Agency, Thackara, & (Temporary) Architecture

What is Agency? Two very motivated grad students here at RISD developed, proposed, and then received permission to teach a grad studies class- aptly named `Design Agency’. Our first task? To define what agency is. As designers, we have abilities (learned and inherent), or a set of competencies that allows us to problem-solve in a way that others might not be able. We also have vision; original ideas and creativity that are channeled through our abilities. Finally, we have an impulse to act. As designers with abilities, vision, and a desire to use both, we can be a catalyst for change.

ABILITY + VISION + ACTION = AGENCY

The crux of agency, though, is that at the heart of each community… at the grass-roots level… agency is required for meaningful change. Agency within a community, that is. We, as designers, might find our best work as the catalyst for the agency of others.

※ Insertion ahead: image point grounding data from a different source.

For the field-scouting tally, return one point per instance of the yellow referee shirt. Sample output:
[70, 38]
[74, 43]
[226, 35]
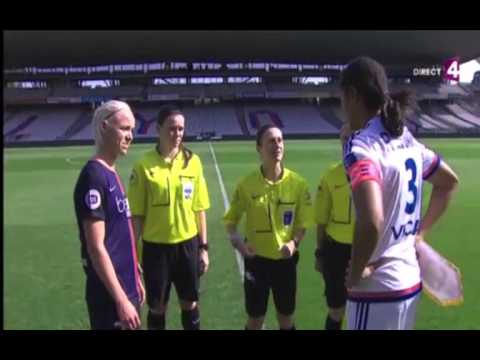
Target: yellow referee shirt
[168, 196]
[333, 205]
[274, 210]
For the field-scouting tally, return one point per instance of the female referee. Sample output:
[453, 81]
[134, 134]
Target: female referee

Everyone Designs. These are the words of John Thackara, author of ‘In the Bubble: Designing in a Complex World’. This basic human activity is common to us all, and according to Thackara, we need to develop an appreciation for what people can do that technology can’t.Thackara talks a lot about efficiency, and how our obsession with it has lead to dehumanization. He charges us to consider these points:

  • ·         Consider MATERIAL and ENERGY FLOWS in all design
  • ·         Human AGENCY is a priority (humans are not a `factor’)
  • ·         Deliver VALUE TO PEOPLE, not people to systems
  • ·         Treat CONTENT as something we DO, not something we’re sold
  • ·         PLACE, TIME, and CULTURAL DIFFERENCE are positive values, not obstacles
  • ·         Focus on SERVICE, not things

The focus of this blog has been architecture, and its temporality. This is the forum and tool I have used to explore community engagement through architectural installation. After all, architecture is designed to be used—for the express purpose of the needs of humanity. Without needs, we would have no architecture. Need is a loaded word that encompasses all the subjects of past, present, and future blogs about temporary architecture: the need for shelter, the need for safety, the need for a free state, the need for beauty, and the need for agency.

Our architecture is a reflection of our agency.